At around nine, while the family sat taking the same dreary tea and black bread for breakfast that every other Soviet citizen was reduced to, Beloborodov arrived at the Ipatiev House in an official car belonging to the Ekaterinburg Cheka. Soon afterwards he left with Yurovsky to attend yet another meeting of the Central Committee of the Ural Regional Soviet, followed by consultations with the Cheka at the Amerikanskaya Hotel. Yurovsky was now getting very nervous, and seemed even more so when he returned at eleven, when he went through the daily ritual of checking that the box containing the Romanovs’ valuables had not been tampered with. Soon afterwards, in the privacy of his office next door, he informed his assistant Nikulin that the ‘liquidation’ was to take place tonight. There could be no more delays and it was paramount that they ensure that the family did not suspect anything in advance.

But had they made the right decision about how to kill them all? The simple fact was that Yurovsky, despite being utterly ruthless about fulfilling his task, had no idea how best to kill 11 people, nor had he come to grips with the logistics of disposing efficiently with that many bodies. Executing the Tsar was one thing, but to kill the whole family and their servants and manage, as instructed, to keep quiet about the fact was quite another. And then there was the added pressure of ensuring that no remains would later be found by monarchists who would exploit
the ignorance of the devout among the peasantry by using them as a ‘sacred miraculous relic’ to rally anti-Bolshevik support.

The preferred killing method of the Cheka was to take victims out into the forest and shoot them in the back of the head; Petr Voikov suggested that they do this in the forest beyond the Verkh-Isetsk plant and then weight the bodies with lumps of metal and drop them in Iset Pond. This method might work for single victims at a time, but trying to perform an efficient execution of 11 terrified people and then, as Yurovsky was forced to take into account, prevent those involved from raping the girls or searching the bodies for jewels, might provoke mayhem. Besides, there was always the chance of local peasants stumbling on the scene – even out at that remote spot. No, the execution had to be
in situ
, in the house. Yurovsky’s associates had suggested killing the family at night in their sleep – either by shooting or stabbing them. Someone even suggested putting them together in one room and throwing hand grenades in on them. But that could prove noisy and messy, and they might easily lose control of the situation. The only viable way was to get the family into a closely confined space from which they could not escape and where the noise levels from guns could be minimised. The basement rooms of the Ipatiev House were the only option. These were currently in use by the internal guards, and whichever room was selected would have to be cleared of its furniture. Yurovsky settled on one of the two rooms located furthest into the hillside into which the house had been built. It was presently occupied by the Ipatiev House machine-gun squad, led by Mikhail Kabanov, who were moved along with their beds into another room.

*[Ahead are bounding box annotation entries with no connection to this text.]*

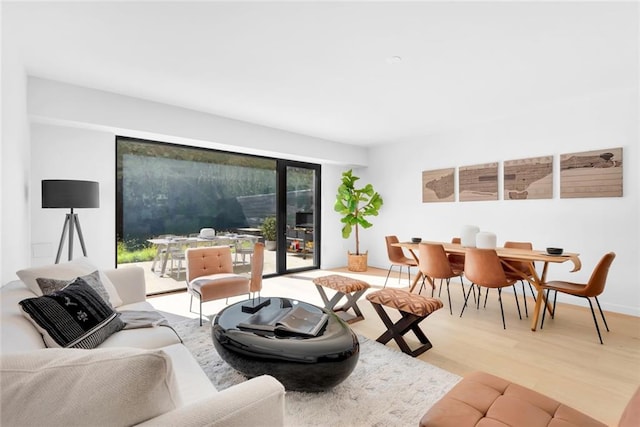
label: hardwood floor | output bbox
[150,268,640,425]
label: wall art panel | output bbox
[504,156,553,200]
[422,168,455,203]
[560,147,622,199]
[458,162,498,202]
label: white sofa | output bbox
[0,267,284,427]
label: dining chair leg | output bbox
[460,283,475,317]
[513,285,522,320]
[382,264,393,289]
[594,297,609,332]
[440,279,453,316]
[587,298,604,344]
[520,280,529,317]
[498,288,507,329]
[540,289,558,329]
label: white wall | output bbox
[0,14,31,283]
[362,88,640,315]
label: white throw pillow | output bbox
[16,257,122,307]
[0,348,181,426]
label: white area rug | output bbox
[173,319,460,427]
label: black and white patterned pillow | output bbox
[20,278,124,349]
[36,270,113,307]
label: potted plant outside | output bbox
[334,169,383,271]
[260,216,277,251]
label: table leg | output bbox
[531,262,553,331]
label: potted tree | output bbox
[334,169,383,271]
[260,216,276,251]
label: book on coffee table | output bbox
[238,306,329,337]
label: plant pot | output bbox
[347,252,367,271]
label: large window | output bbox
[116,137,320,293]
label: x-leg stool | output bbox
[313,274,369,323]
[367,288,443,357]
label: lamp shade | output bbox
[42,179,100,208]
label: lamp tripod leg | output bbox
[56,214,69,264]
[73,214,87,256]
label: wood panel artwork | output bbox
[422,168,455,203]
[560,147,622,199]
[459,162,498,202]
[504,156,553,200]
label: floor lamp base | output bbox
[56,209,87,264]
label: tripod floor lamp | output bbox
[42,179,100,264]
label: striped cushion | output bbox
[367,288,442,317]
[36,270,113,307]
[20,278,124,349]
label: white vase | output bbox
[460,225,480,248]
[476,231,497,249]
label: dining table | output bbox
[147,234,260,276]
[393,241,582,331]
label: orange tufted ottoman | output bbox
[420,372,604,427]
[367,288,442,357]
[313,274,369,323]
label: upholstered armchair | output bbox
[186,243,264,325]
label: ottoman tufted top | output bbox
[313,274,369,294]
[367,288,442,317]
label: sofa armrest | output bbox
[138,375,284,427]
[104,266,147,305]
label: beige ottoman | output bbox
[313,274,369,323]
[367,288,442,357]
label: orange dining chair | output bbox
[418,243,465,314]
[540,252,616,344]
[384,236,418,288]
[504,242,536,317]
[460,248,522,329]
[185,243,264,326]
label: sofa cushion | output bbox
[20,278,124,348]
[0,348,181,426]
[16,257,122,307]
[0,280,46,354]
[36,270,113,307]
[162,344,217,405]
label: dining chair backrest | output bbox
[384,236,405,263]
[249,242,264,292]
[185,246,233,283]
[464,248,510,288]
[418,243,456,279]
[504,242,533,274]
[583,252,616,297]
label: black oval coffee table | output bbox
[211,297,360,391]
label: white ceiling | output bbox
[2,1,639,145]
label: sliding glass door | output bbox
[116,137,320,293]
[278,160,320,273]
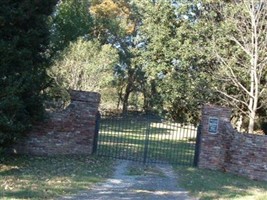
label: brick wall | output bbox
[198,105,267,181]
[13,91,100,155]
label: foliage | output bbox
[0,155,112,199]
[196,0,267,133]
[176,167,267,200]
[50,0,94,52]
[134,1,214,123]
[0,0,56,148]
[51,38,118,91]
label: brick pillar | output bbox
[12,90,100,155]
[198,105,231,169]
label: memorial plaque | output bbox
[209,117,219,134]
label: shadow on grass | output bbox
[0,156,112,199]
[176,167,267,200]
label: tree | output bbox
[0,0,56,150]
[50,0,94,52]
[50,38,118,92]
[200,0,267,133]
[134,1,216,123]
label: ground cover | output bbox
[0,156,113,200]
[175,166,267,200]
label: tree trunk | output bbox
[122,84,131,113]
[248,111,256,133]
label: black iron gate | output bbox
[94,113,201,166]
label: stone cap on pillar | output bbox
[69,90,101,103]
[202,104,232,122]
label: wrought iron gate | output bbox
[94,113,201,166]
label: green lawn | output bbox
[97,116,196,166]
[176,167,267,200]
[0,156,113,200]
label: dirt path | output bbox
[61,161,198,200]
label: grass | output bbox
[176,167,267,200]
[97,116,196,166]
[127,165,164,176]
[0,156,112,200]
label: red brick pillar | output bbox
[198,105,231,169]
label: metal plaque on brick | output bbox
[208,117,219,134]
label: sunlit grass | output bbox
[176,167,267,200]
[0,156,112,200]
[97,115,197,166]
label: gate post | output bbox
[193,123,202,167]
[92,111,101,154]
[198,105,231,170]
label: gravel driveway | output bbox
[60,160,198,200]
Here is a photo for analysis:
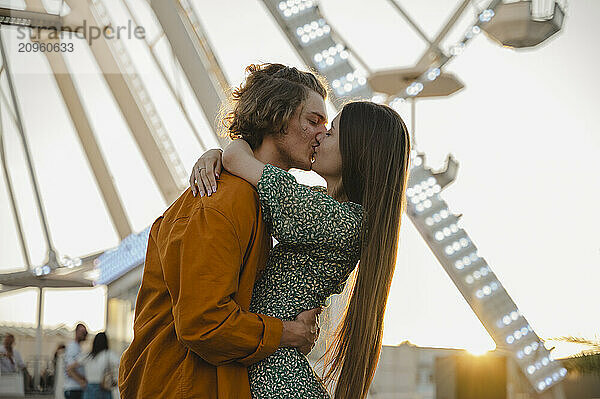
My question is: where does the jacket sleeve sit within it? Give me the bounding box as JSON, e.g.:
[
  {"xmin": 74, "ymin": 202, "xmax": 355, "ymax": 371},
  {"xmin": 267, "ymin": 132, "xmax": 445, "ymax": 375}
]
[{"xmin": 162, "ymin": 207, "xmax": 283, "ymax": 366}]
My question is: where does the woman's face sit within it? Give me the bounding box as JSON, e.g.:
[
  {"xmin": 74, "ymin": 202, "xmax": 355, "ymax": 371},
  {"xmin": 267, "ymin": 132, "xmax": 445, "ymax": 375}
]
[{"xmin": 312, "ymin": 114, "xmax": 342, "ymax": 178}]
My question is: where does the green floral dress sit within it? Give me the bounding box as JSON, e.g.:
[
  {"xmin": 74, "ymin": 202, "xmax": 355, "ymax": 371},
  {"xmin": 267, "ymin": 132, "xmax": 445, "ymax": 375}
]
[{"xmin": 248, "ymin": 165, "xmax": 362, "ymax": 399}]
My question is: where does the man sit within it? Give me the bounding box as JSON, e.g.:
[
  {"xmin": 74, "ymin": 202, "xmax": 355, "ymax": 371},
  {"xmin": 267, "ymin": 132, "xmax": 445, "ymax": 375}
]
[
  {"xmin": 63, "ymin": 323, "xmax": 88, "ymax": 399},
  {"xmin": 119, "ymin": 64, "xmax": 327, "ymax": 399},
  {"xmin": 0, "ymin": 334, "xmax": 25, "ymax": 374}
]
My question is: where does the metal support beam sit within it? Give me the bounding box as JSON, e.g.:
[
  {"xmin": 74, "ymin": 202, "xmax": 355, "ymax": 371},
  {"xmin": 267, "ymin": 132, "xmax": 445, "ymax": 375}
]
[
  {"xmin": 0, "ymin": 7, "xmax": 61, "ymax": 30},
  {"xmin": 33, "ymin": 287, "xmax": 44, "ymax": 388},
  {"xmin": 417, "ymin": 0, "xmax": 472, "ymax": 70},
  {"xmin": 0, "ymin": 81, "xmax": 31, "ymax": 270}
]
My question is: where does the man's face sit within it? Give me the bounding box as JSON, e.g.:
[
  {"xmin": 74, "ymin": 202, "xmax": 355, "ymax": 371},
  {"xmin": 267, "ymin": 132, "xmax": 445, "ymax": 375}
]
[{"xmin": 277, "ymin": 90, "xmax": 327, "ymax": 170}]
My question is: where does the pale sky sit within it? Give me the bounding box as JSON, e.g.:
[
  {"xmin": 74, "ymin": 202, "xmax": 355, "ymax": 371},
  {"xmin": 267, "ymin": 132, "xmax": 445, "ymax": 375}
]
[{"xmin": 0, "ymin": 0, "xmax": 600, "ymax": 360}]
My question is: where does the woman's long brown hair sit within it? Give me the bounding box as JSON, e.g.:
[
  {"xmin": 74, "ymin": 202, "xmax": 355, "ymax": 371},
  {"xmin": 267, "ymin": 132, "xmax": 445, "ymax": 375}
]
[{"xmin": 325, "ymin": 102, "xmax": 410, "ymax": 399}]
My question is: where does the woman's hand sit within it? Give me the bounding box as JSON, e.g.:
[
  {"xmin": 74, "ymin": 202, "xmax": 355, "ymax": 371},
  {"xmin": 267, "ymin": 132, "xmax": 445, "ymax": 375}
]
[{"xmin": 190, "ymin": 149, "xmax": 223, "ymax": 197}]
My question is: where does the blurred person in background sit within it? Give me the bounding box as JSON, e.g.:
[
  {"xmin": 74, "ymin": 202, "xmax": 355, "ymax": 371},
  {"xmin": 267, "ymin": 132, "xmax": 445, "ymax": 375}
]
[
  {"xmin": 67, "ymin": 332, "xmax": 119, "ymax": 399},
  {"xmin": 63, "ymin": 323, "xmax": 88, "ymax": 399}
]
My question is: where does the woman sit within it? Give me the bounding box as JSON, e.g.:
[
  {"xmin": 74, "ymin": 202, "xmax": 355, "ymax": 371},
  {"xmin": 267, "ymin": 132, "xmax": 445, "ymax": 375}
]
[
  {"xmin": 191, "ymin": 102, "xmax": 410, "ymax": 399},
  {"xmin": 67, "ymin": 332, "xmax": 119, "ymax": 399}
]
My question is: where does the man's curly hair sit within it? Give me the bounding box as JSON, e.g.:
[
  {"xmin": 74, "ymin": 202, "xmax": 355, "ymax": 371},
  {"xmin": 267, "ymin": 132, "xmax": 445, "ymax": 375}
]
[{"xmin": 223, "ymin": 63, "xmax": 327, "ymax": 149}]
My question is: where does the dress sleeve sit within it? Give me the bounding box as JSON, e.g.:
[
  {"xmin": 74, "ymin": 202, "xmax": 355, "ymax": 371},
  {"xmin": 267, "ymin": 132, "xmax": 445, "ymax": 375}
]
[{"xmin": 257, "ymin": 164, "xmax": 362, "ymax": 250}]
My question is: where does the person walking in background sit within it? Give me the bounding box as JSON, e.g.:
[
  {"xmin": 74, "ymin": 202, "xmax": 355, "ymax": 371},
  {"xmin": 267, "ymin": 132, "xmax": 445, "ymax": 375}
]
[
  {"xmin": 67, "ymin": 332, "xmax": 120, "ymax": 399},
  {"xmin": 64, "ymin": 323, "xmax": 87, "ymax": 399}
]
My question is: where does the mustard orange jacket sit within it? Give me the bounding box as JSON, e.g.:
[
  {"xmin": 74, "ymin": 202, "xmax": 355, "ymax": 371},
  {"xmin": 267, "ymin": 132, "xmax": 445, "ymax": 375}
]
[{"xmin": 119, "ymin": 171, "xmax": 283, "ymax": 399}]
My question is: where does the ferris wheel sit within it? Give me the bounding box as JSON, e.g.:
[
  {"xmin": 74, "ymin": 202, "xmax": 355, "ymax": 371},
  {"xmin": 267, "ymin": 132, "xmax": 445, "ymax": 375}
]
[{"xmin": 0, "ymin": 0, "xmax": 566, "ymax": 393}]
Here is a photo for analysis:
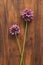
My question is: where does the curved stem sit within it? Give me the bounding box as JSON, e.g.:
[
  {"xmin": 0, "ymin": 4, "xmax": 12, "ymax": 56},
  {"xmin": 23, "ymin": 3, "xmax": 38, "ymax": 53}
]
[{"xmin": 20, "ymin": 22, "xmax": 27, "ymax": 65}]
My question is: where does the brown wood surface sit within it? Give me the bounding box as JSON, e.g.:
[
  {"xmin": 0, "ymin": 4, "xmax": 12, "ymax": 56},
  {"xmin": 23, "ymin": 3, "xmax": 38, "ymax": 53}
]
[{"xmin": 0, "ymin": 0, "xmax": 43, "ymax": 65}]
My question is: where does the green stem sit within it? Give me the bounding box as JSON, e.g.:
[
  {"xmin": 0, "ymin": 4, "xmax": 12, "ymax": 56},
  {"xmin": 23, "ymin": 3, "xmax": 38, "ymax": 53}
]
[
  {"xmin": 16, "ymin": 36, "xmax": 24, "ymax": 65},
  {"xmin": 20, "ymin": 22, "xmax": 27, "ymax": 65}
]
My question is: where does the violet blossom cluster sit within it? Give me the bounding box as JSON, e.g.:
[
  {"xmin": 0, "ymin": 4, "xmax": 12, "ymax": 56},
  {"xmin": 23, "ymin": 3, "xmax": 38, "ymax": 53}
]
[
  {"xmin": 21, "ymin": 9, "xmax": 33, "ymax": 22},
  {"xmin": 9, "ymin": 24, "xmax": 20, "ymax": 36}
]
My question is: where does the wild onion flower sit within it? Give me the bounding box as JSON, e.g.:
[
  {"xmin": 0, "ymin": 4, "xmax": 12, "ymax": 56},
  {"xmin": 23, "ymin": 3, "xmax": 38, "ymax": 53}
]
[
  {"xmin": 20, "ymin": 9, "xmax": 33, "ymax": 65},
  {"xmin": 9, "ymin": 24, "xmax": 20, "ymax": 36},
  {"xmin": 21, "ymin": 9, "xmax": 33, "ymax": 22}
]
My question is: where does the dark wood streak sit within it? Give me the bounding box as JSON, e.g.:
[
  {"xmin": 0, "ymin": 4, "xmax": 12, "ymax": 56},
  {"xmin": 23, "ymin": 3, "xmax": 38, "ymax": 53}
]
[
  {"xmin": 0, "ymin": 24, "xmax": 3, "ymax": 57},
  {"xmin": 4, "ymin": 0, "xmax": 8, "ymax": 25},
  {"xmin": 33, "ymin": 0, "xmax": 40, "ymax": 65}
]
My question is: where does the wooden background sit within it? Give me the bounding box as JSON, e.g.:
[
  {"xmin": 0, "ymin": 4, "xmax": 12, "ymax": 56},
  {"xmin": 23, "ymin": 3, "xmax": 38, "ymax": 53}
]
[{"xmin": 0, "ymin": 0, "xmax": 43, "ymax": 65}]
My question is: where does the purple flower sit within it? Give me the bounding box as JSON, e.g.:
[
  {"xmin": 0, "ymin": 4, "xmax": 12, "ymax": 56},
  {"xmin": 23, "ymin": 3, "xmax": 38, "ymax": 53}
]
[
  {"xmin": 9, "ymin": 24, "xmax": 20, "ymax": 36},
  {"xmin": 21, "ymin": 9, "xmax": 33, "ymax": 22}
]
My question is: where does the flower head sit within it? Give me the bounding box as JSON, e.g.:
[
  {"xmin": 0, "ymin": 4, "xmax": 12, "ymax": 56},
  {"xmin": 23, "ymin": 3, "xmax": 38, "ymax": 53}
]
[
  {"xmin": 21, "ymin": 9, "xmax": 33, "ymax": 22},
  {"xmin": 9, "ymin": 24, "xmax": 20, "ymax": 36}
]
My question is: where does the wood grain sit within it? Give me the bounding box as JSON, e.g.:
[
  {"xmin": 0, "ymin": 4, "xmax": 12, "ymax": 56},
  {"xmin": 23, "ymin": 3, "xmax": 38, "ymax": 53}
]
[{"xmin": 0, "ymin": 0, "xmax": 43, "ymax": 65}]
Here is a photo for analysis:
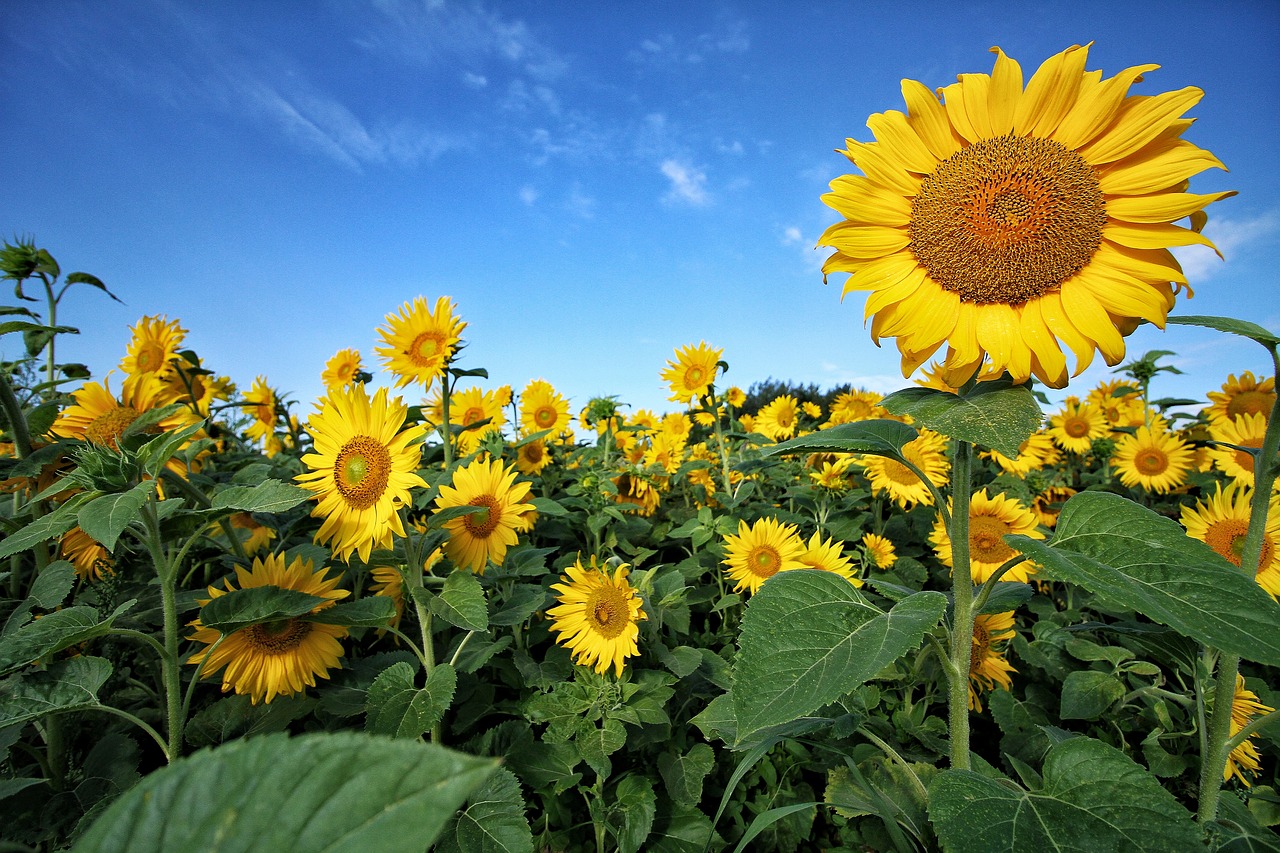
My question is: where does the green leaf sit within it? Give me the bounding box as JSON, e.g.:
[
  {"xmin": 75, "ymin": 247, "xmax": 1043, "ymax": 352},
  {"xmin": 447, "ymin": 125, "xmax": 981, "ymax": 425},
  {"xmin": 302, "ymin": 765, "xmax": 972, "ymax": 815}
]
[
  {"xmin": 0, "ymin": 598, "xmax": 134, "ymax": 675},
  {"xmin": 0, "ymin": 656, "xmax": 111, "ymax": 727},
  {"xmin": 760, "ymin": 419, "xmax": 919, "ymax": 459},
  {"xmin": 68, "ymin": 731, "xmax": 498, "ymax": 853},
  {"xmin": 1005, "ymin": 492, "xmax": 1280, "ymax": 666},
  {"xmin": 365, "ymin": 661, "xmax": 458, "ymax": 738},
  {"xmin": 881, "ymin": 379, "xmax": 1044, "ymax": 457},
  {"xmin": 200, "ymin": 587, "xmax": 329, "ymax": 634},
  {"xmin": 929, "ymin": 738, "xmax": 1202, "ymax": 853},
  {"xmin": 433, "ymin": 767, "xmax": 534, "ymax": 853},
  {"xmin": 76, "ymin": 480, "xmax": 156, "ymax": 551},
  {"xmin": 212, "ymin": 480, "xmax": 311, "ymax": 512},
  {"xmin": 732, "ymin": 569, "xmax": 947, "ymax": 743},
  {"xmin": 429, "ymin": 569, "xmax": 489, "ymax": 631}
]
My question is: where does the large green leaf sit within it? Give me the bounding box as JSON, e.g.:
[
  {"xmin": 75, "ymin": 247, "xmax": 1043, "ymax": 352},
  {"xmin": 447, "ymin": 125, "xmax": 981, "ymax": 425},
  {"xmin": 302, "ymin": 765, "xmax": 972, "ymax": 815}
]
[
  {"xmin": 1006, "ymin": 492, "xmax": 1280, "ymax": 666},
  {"xmin": 732, "ymin": 569, "xmax": 947, "ymax": 743},
  {"xmin": 881, "ymin": 379, "xmax": 1044, "ymax": 457},
  {"xmin": 929, "ymin": 738, "xmax": 1202, "ymax": 853},
  {"xmin": 74, "ymin": 731, "xmax": 498, "ymax": 853}
]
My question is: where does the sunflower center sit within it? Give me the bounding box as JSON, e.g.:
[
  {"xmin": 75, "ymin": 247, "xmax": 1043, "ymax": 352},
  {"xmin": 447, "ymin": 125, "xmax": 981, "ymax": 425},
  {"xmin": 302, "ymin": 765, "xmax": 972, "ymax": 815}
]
[
  {"xmin": 969, "ymin": 515, "xmax": 1014, "ymax": 565},
  {"xmin": 585, "ymin": 585, "xmax": 631, "ymax": 639},
  {"xmin": 333, "ymin": 435, "xmax": 392, "ymax": 510},
  {"xmin": 462, "ymin": 494, "xmax": 502, "ymax": 539},
  {"xmin": 244, "ymin": 619, "xmax": 312, "ymax": 654},
  {"xmin": 910, "ymin": 136, "xmax": 1107, "ymax": 305},
  {"xmin": 84, "ymin": 406, "xmax": 142, "ymax": 448}
]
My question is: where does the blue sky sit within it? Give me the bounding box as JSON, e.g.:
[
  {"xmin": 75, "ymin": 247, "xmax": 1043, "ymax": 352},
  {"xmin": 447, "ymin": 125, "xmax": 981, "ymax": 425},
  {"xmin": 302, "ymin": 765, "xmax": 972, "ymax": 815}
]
[{"xmin": 0, "ymin": 0, "xmax": 1280, "ymax": 414}]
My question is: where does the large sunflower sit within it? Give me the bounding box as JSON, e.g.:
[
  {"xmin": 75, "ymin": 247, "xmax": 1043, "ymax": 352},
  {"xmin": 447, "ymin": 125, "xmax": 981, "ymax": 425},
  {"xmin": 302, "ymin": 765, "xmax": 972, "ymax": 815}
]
[
  {"xmin": 374, "ymin": 296, "xmax": 467, "ymax": 388},
  {"xmin": 188, "ymin": 555, "xmax": 351, "ymax": 704},
  {"xmin": 293, "ymin": 383, "xmax": 426, "ymax": 562},
  {"xmin": 433, "ymin": 450, "xmax": 534, "ymax": 575},
  {"xmin": 819, "ymin": 45, "xmax": 1233, "ymax": 388},
  {"xmin": 722, "ymin": 519, "xmax": 809, "ymax": 594},
  {"xmin": 547, "ymin": 556, "xmax": 649, "ymax": 678}
]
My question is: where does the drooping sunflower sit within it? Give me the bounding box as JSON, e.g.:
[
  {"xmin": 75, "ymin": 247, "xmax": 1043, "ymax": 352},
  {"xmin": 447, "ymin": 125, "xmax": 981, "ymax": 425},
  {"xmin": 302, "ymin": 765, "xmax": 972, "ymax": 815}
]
[
  {"xmin": 293, "ymin": 383, "xmax": 426, "ymax": 562},
  {"xmin": 721, "ymin": 519, "xmax": 808, "ymax": 594},
  {"xmin": 188, "ymin": 555, "xmax": 351, "ymax": 704},
  {"xmin": 1111, "ymin": 427, "xmax": 1196, "ymax": 494},
  {"xmin": 662, "ymin": 341, "xmax": 724, "ymax": 403},
  {"xmin": 929, "ymin": 489, "xmax": 1044, "ymax": 584},
  {"xmin": 861, "ymin": 428, "xmax": 951, "ymax": 510},
  {"xmin": 374, "ymin": 296, "xmax": 467, "ymax": 389},
  {"xmin": 431, "ymin": 450, "xmax": 534, "ymax": 575},
  {"xmin": 969, "ymin": 611, "xmax": 1018, "ymax": 713},
  {"xmin": 1204, "ymin": 370, "xmax": 1276, "ymax": 421},
  {"xmin": 1181, "ymin": 480, "xmax": 1280, "ymax": 598},
  {"xmin": 818, "ymin": 45, "xmax": 1233, "ymax": 388},
  {"xmin": 547, "ymin": 556, "xmax": 649, "ymax": 678}
]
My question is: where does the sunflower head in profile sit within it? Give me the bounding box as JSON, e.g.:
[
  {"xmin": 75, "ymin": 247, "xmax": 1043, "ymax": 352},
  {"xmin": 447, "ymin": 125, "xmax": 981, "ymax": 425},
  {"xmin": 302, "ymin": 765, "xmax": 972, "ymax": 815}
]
[
  {"xmin": 374, "ymin": 296, "xmax": 467, "ymax": 389},
  {"xmin": 818, "ymin": 45, "xmax": 1233, "ymax": 388},
  {"xmin": 547, "ymin": 556, "xmax": 649, "ymax": 676},
  {"xmin": 293, "ymin": 383, "xmax": 426, "ymax": 562},
  {"xmin": 188, "ymin": 555, "xmax": 351, "ymax": 704}
]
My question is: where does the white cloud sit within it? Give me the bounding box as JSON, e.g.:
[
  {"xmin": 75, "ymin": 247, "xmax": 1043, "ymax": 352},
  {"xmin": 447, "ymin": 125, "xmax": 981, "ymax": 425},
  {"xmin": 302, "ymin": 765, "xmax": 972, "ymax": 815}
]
[{"xmin": 660, "ymin": 160, "xmax": 710, "ymax": 207}]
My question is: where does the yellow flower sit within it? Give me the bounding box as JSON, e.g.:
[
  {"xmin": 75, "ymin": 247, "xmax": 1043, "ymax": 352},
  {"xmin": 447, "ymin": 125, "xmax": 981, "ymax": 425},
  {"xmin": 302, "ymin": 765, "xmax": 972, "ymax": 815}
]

With the city being evacuated from the main rail station only half a mile away at the top of Voznesensky Prospekt, there was a lot of traffic passing back and forth in front of the house. The liquidation would have to be carried out late, after the traffic had died down. The hillside room would muffle the noise despite having a large arched window, which was barred and faced on to Voznesensky Lane; the double palisade would absorb some noise too. Out on the street the window and its light would not be visible. The room chosen was 25 by 21 feet, with a vaulted ceiling, large enough for 11 prisoners, Yurovsky thought; its stone walls were covered in plaster, with striped wallpaper on top of that, and should be a good buffer for any stray bullets. As too would be the wooden skirting boards. The plain wooden floor would be easy to wash clean after the event. One set of double doors opened into the room; the men would take aim at their victims from the doorway; another set of doors at the room’s opposite end led into a storeroom beyond stacked full of excess furniture, but was firmly locked. In another nearby room a guard was
always on duty at a Colt machine gun. There was no way out but straight into the line of fire.